Here at Enough, we often swap emails with interesting articles and feature stories that we come across in our favorite publications and on our favorite websites. We wanted to share some of these stories with you as part of our effort to keep you up to date on what you need to know in the world of anti-genocide and crimes against humanity work.
In the New York Times this week, East Africa bureau chief Jeffrey Gettleman tells the important and often overlooked story of male rape victims in eastern Congo. The article highlights an element of the crisis that is far more prevalent than reporting of it may suggest; some human rights organizations estimate that as much as 10 percent of rape survivors in eastern Congo are men. Given the startlingly gruesome nature of the violence perpetrated against Congolese civilians, it seems almost a moot point to rank levels of severity, but people familiar with the trend of male rape say the trauma suffered by men is especially complex:
The male rape cases are still just a fraction of those against women. But for the men involved, aid workers say, it is even harder to bounce back.
“Men’s identity is so connected to power and control,” Ms. Walker said.
And in a place where homosexuality is so taboo, the rapes carry an extra dose of shame.
“I’m laughed at,” Mr. Mukuli said. “The people in my village say: ‘You’re no longer a man. Those men in the bush made you their wife.’ ”
The public radio program On Point featured an excellent interview with filmmaker Pamela Yates, director of The Reckoning: The Battle for the International Criminal Court, and Christine Chung, former senior prosecutor at the ICC. Both speak very eloquently about the creation of the ICC, the making of the film, and the challenges and potential the world’s first international court system faces.
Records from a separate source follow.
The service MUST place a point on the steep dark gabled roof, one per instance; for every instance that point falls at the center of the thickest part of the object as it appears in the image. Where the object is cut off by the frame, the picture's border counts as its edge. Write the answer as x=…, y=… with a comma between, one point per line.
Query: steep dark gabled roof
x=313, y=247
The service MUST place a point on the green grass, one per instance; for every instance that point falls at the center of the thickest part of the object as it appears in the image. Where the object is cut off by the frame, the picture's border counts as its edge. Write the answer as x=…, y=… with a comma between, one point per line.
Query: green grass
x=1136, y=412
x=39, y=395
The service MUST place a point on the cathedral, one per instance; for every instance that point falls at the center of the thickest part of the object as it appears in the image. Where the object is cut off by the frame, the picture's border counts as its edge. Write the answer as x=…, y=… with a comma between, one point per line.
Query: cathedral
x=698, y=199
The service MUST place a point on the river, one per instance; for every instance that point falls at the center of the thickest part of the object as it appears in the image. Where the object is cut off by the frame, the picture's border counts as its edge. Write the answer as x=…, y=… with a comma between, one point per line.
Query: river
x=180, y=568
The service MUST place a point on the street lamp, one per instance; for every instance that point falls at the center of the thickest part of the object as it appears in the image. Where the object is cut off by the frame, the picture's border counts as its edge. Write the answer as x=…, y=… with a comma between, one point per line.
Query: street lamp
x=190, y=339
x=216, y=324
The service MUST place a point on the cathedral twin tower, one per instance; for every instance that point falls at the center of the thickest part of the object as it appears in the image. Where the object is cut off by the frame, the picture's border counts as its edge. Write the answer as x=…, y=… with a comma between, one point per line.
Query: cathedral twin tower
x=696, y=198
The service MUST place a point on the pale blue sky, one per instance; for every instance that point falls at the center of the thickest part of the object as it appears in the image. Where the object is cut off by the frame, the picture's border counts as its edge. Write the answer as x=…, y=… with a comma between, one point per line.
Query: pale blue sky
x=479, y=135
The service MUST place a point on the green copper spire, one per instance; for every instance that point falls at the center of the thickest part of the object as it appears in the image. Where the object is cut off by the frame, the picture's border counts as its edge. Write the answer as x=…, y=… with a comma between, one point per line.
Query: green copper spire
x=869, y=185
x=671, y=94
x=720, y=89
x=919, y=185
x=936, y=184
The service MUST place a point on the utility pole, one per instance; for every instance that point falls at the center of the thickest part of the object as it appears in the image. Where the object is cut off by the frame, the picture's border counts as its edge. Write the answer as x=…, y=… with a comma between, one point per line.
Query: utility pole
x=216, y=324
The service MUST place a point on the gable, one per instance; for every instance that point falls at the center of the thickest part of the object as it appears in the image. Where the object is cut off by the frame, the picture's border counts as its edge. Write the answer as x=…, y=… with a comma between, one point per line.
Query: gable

On the occasion of Secretary Clinton’s meeting with Somali President Sheikh Sharif this week, Somalia scholar and Enough consultant Ken Menkhaus thoughtfully weighs in on the serious dilemma of what to do about Somalia. His take: “Part of what makes Somalia’s problems so tricky is that the country has garnered perhaps too much interest from all sorts of external actors, many not benign and all working hard to tip the balance in favor of their various Somali allies.” Though there is plenty of hand wringing about how the U.S. should do more for Somalia, Menkhaus asserts that the Obama administration has acted “judiciously” and “carefully.” But even if the U.S. government is on the right track in its engagement with the fragile Somali government, Menkhaus makes clear that this assessment is little consolation. His headline – Somalia: Too Big a Problem to Fail? – says it all.
The Washington Post’s Colum Lynch provided some interesting insights about Special Envoy Gration’s recent visits to IDP camps in Darfur. In sum: The camps’ elders were not pleased with the message the SE came to convey.
World Is Witness featured a strong post this week by Enough’s former Congo field researcher Rebecca Feeley, reporting from Bujumbura, Burundi. The even smaller country to Rwanda’s south, Burundi has experienced similar periods of intense ethnic violence as its neighbor, but the deaths – which have numbered in the hundreds of thousands during the most violent stretches – are often overlooked. Though the ethnic relations have largely improved in Burundi, Feeley remains cautious: “[D]on’t check Burundi off the list of post-conflict countries to watch just yet. Human rights groups and regional analysts have been seeing a steady increase in politically-motivated violence in the past year as Burundi approaches its 2010 presidential and parliamentary elections.”
The Enough Team contributed to this post.